Toward Viable CAPTCHA Alternatives

Shows a not too novel but very workable approach to stopping Blog (and similar) bot spam without having to resort to those ugly CAPTCHA images.

Image - based captchas work reasonably well, but if you are like me, you probably find them annoying as hell, and often it is very difficult to type the letters and numbers presented correctly the first time.  In other words, in their effort to successfully defeat the bots, they throw the baby out with the bathwater.

There have been a number of alternatives presented, but they all seem to suffer from some sort of inherent risks of being defeated by bots or OCR.

Sometimes people are confused about what CAPTCHA techniques can and cannot do.
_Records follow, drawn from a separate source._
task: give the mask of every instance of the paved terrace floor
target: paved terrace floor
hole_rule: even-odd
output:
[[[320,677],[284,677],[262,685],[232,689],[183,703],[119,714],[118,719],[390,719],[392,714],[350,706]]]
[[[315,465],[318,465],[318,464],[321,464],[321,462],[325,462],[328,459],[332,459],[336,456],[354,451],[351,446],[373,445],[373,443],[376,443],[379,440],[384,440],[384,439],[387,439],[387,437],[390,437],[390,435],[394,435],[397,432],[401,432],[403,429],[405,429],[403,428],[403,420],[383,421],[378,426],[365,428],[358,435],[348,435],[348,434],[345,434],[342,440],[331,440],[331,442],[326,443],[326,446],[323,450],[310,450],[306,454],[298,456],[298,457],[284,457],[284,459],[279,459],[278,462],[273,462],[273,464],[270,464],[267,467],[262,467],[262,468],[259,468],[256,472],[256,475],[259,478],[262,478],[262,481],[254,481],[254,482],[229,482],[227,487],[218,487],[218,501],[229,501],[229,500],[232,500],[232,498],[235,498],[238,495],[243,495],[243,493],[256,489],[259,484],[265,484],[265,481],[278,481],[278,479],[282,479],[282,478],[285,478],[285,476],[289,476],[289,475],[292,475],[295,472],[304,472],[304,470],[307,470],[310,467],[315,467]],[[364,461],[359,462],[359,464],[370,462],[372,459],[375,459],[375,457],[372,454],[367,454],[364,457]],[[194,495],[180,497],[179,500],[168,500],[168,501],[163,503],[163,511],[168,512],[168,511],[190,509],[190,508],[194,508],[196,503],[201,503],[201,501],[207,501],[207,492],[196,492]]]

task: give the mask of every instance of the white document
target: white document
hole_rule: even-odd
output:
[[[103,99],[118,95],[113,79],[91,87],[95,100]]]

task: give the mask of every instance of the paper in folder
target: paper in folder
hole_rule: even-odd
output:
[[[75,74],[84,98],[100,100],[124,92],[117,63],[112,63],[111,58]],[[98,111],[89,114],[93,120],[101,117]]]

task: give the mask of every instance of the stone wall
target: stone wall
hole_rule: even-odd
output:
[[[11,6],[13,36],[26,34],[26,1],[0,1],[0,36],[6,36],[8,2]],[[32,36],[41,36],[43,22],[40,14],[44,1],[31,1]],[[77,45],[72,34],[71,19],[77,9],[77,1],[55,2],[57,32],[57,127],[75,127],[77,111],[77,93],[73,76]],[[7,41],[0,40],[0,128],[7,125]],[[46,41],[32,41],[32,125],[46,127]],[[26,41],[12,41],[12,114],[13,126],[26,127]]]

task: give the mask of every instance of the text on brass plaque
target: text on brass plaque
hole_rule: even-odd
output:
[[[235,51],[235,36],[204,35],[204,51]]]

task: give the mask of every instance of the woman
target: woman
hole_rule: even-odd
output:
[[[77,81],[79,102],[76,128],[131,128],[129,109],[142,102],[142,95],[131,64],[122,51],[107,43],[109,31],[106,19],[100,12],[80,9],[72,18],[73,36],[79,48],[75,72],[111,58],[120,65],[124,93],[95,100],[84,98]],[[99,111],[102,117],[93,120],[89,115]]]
If I want to go to your blog, and spam it, I can fill out the CAPTCHA phrase from your image and spam away. It's the automated spam-bots that CAPTCHA thwarts.

In my opinion, the best method would make it so that the person (or bot) attempting to  "fill out your form" has no idea that any validation is even occuring. That raises the bar a bit, from the "git-go".
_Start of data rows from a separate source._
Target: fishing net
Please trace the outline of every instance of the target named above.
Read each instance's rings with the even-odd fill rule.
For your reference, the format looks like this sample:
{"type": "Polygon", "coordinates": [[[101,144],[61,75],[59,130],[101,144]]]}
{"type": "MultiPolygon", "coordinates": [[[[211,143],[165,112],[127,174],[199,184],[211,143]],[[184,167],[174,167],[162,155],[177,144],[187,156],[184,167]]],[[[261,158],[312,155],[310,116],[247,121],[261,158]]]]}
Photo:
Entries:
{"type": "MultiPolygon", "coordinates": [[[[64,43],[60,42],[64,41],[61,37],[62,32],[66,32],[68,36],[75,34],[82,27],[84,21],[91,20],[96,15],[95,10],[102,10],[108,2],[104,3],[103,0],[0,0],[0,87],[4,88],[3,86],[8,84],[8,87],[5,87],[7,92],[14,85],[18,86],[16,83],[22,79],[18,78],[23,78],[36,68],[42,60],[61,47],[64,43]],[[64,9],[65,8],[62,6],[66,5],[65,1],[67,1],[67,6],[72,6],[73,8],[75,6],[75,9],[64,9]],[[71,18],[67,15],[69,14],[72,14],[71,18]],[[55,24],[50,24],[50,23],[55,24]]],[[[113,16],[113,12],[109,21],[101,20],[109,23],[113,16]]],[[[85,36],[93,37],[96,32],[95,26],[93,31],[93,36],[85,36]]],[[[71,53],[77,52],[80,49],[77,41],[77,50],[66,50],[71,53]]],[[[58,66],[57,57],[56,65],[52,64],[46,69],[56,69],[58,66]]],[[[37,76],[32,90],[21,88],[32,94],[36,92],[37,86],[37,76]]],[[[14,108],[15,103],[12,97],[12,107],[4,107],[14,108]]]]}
This is actually not that difficult to do, because it is possible to set it all up on  the server, and anything on the client side would be hidden from view.
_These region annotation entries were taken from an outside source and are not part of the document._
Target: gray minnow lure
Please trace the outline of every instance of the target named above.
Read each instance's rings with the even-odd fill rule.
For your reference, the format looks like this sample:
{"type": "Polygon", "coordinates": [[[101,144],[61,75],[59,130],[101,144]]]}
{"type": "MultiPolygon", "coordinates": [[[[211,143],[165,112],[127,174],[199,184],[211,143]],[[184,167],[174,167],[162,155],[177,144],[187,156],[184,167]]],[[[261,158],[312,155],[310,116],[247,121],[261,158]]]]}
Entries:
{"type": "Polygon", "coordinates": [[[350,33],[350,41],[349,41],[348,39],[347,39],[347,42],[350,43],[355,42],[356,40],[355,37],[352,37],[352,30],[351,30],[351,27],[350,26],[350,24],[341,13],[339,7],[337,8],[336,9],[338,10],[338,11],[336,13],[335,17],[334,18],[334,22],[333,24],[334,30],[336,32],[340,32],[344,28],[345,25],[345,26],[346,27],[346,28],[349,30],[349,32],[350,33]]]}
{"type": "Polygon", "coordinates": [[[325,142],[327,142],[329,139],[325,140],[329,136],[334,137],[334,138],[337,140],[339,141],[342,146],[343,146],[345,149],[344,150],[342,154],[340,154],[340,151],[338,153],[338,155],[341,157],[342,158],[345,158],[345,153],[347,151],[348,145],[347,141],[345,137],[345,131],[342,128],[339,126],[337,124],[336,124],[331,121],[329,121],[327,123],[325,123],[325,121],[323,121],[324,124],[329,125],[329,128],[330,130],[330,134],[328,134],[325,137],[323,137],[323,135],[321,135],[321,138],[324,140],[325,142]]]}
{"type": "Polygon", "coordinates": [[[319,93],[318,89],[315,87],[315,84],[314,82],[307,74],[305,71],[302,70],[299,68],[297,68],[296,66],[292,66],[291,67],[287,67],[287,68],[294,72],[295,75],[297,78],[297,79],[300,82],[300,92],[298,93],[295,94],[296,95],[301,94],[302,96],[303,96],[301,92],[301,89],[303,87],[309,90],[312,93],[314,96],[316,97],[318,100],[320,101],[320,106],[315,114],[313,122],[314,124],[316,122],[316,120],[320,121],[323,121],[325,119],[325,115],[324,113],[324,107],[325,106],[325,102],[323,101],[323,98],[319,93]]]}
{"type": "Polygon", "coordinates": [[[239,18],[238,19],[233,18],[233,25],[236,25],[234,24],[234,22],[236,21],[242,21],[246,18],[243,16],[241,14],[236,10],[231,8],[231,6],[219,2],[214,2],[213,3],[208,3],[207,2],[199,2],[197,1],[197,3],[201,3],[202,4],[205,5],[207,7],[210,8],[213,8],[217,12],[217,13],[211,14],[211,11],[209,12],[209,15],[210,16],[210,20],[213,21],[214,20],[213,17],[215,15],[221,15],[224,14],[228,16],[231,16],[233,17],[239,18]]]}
What we need to do is create a unique "key" when a user visits our page with the form. This key can be simple (in this example,just 4 characters), or it can be as strong and complex as you want. This value needs to be stored on the server side (Session is fine) as well as on the client side.

So, we create a unique key for this "Page view", store it in Session,  then on the client side we can put it as a hidden form element, or even a cookie value. When the form is submitted, the values of the server and client key are validated for equality and then purged.

This is relatively secure because it's a two step process.

First, you would have to visit the originating form page in order to get a key generated in the first place. So  automated "bot" submissions from "off site" won't even get a key, and thus they will fail.

Second, the hidden field or cookie name can also be unique for each page view, making it harder for bots to immediately adapt to your site.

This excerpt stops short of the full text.